Dalam rangka perayaan Hari Ulang Tahun (HUT) ke- 30, Museum Rekor-Dunia Indonesia (MURI) memberikan apresiasi terhadap 16 rekoris yang memberikan inspirasi masyarakat Indonesia.
Pemberian rekor ini merupakan rangkaian HUT ke-30 MURI dengan menggelar acara MURI Award di Jaya Suprana Institute Mall of Indonesia, Kelapa Gading pada Jumat (28/2).
"Sebagai apresiasi terhadap insan Indonesia terpilih atas gebrakannya dalam menginspirasi masyarakat," kata pendiri yang juga Ketua Umum MURI, Jaya Suprana, Jumat (28/2).
Acara MURI Award ini dihadiri para rekoris yang akan menerima penghargaan dari MURI atas prestasinya.
Ke-16 rekoris ini memiliki kategori yang berbeda-beda, di antaranya pertama rekor diberikan kepada Ade Rai dalam kategori trainer. Ade Rai berhasil menurunkan 110 kilogram berat badan anak yang memiliki bobot terberat secara sehat dalam waktu tiga tahun.
Anak yang berhasil diturunkan berat badannya ialah Aria Permana. Aria Permana pun juga memperoleh Award sebagai anak yang berhasil menurunkan berat badan terberat selama tiga tahun sebanyak 110 kilogram.
Selanjutnya, award diberikan kepada ELPALA SMAN 68 sebagai tim pelajar Indonesia pertama yang berhasil mencapai puncak Gunung Elbrus.
Kemudian Award diberikan kepada Matthew Richard (15) dan Jonathan Philip (13) dengan kategori pelajar bersaudara termuda yang berhasil mencapai puncak Gunung Kilimanjaro.
Tak hanya itu, MURI juga memberikan award terhadap kaum disabilitas yakni kepada Barista Tuli pertama di Indonesia. Award itu diberikan langsung kepada Tri Erwinsyah Putra.
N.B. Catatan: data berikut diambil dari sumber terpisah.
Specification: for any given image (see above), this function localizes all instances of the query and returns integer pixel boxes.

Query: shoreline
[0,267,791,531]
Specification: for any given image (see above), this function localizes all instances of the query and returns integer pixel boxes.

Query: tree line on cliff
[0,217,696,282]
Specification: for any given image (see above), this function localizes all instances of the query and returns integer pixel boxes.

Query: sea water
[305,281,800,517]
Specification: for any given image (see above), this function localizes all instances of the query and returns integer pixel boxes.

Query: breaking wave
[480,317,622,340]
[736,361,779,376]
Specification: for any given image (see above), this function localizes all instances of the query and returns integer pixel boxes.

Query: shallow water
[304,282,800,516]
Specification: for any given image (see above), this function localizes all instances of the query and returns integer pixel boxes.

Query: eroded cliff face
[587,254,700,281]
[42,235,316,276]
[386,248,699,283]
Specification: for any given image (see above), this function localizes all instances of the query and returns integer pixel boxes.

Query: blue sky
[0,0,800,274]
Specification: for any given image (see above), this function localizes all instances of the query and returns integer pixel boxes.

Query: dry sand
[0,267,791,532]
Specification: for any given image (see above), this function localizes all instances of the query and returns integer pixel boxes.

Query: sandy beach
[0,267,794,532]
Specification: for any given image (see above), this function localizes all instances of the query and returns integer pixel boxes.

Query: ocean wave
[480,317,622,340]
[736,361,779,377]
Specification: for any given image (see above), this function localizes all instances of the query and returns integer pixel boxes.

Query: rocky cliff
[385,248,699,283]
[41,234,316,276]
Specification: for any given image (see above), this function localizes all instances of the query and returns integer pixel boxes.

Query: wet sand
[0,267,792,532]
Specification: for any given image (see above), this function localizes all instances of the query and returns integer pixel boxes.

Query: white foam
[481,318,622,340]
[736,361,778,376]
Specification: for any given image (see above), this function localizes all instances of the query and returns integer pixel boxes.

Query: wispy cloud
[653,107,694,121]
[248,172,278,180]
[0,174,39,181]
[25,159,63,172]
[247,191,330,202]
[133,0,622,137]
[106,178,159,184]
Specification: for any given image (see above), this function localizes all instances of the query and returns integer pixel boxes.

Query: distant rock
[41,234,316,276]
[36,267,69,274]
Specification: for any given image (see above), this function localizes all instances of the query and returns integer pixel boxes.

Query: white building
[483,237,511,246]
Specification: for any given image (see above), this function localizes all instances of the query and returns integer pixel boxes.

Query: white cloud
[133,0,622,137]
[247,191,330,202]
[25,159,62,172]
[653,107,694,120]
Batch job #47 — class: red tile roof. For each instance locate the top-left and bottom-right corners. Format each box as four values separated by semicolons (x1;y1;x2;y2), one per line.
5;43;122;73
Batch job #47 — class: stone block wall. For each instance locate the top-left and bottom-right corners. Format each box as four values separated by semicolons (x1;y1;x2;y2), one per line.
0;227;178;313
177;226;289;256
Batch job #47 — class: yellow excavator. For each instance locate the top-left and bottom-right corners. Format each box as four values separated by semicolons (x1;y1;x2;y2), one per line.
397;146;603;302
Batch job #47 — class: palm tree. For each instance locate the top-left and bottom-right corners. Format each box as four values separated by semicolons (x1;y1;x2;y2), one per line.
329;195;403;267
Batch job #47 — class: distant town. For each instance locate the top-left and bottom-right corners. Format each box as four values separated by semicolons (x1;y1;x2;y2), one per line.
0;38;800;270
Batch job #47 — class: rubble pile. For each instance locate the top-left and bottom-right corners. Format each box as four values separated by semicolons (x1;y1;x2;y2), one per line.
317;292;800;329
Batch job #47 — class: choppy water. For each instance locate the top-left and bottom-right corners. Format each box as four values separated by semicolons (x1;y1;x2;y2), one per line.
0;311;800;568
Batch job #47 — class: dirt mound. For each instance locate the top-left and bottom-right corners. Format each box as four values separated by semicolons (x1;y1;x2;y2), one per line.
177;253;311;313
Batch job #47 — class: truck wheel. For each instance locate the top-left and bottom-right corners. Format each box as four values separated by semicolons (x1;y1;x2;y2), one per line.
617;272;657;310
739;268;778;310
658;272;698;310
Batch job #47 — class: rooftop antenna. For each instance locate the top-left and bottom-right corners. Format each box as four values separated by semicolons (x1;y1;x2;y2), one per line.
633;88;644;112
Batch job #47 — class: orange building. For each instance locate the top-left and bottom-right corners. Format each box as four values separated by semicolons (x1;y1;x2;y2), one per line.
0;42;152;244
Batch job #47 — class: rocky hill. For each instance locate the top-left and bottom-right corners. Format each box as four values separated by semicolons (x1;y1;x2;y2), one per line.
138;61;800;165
Selanjutnya, sebuah perusahaan PT KK Indonesia diberi award karena sebagai perusahaan
Direct Selling yang mengunjungi negara terbanyak, yakni sebanyak 37 negara.
Kemudian award juga diberikan kepada Perhimpunan Pelajar Indonesia se-Dunia (PPI Dunia) yang menggelar Webinar terlama selama 100 jam tanpa henti.
MURI juga memberikan award kepada Mardin Baklava dan Patisserie dengan kategori Baklava dengan harga tertinggi. Yakni seharga Rp 14 juta.
Lembaga yang didirikan Jaya Suparana juga memberikan award kepada Bryna Meivitawanli sebagai perempuan Indonesia termuda peraih gelar doktor di perguruan tinggi Tiongkok, yakni pada usia 25 tahun.
Seorang anak perempuan di usia 13 tahun pun juga diberikan rekor. Dia adalah Beatrice Anggraini Pramana sebagai anak perempuan pemilik rambut terpanjang sepanjang 140 sentimeter.
Kemudian, seorang atlet Parahlayang tertua yakni berusia 79 bernama Julius Early Rawis juga diberikan award.
Selanjutnya pria bernama Sofian yang mampu mendirikan telur di atas jenis terbanyak yakni sebanyak 25 jenis benda berbeda.
Rekor selanjutnya diberikan kepada Anneke A. Polak sebagai penghafal 217 ayat Alkitab. Band Playsets sebagai band pimpinan jenderal, dan Ir. Sayono sebagai inventor Superpave Grade PG 60-16 dan PG 70-16 berkualitas dunia.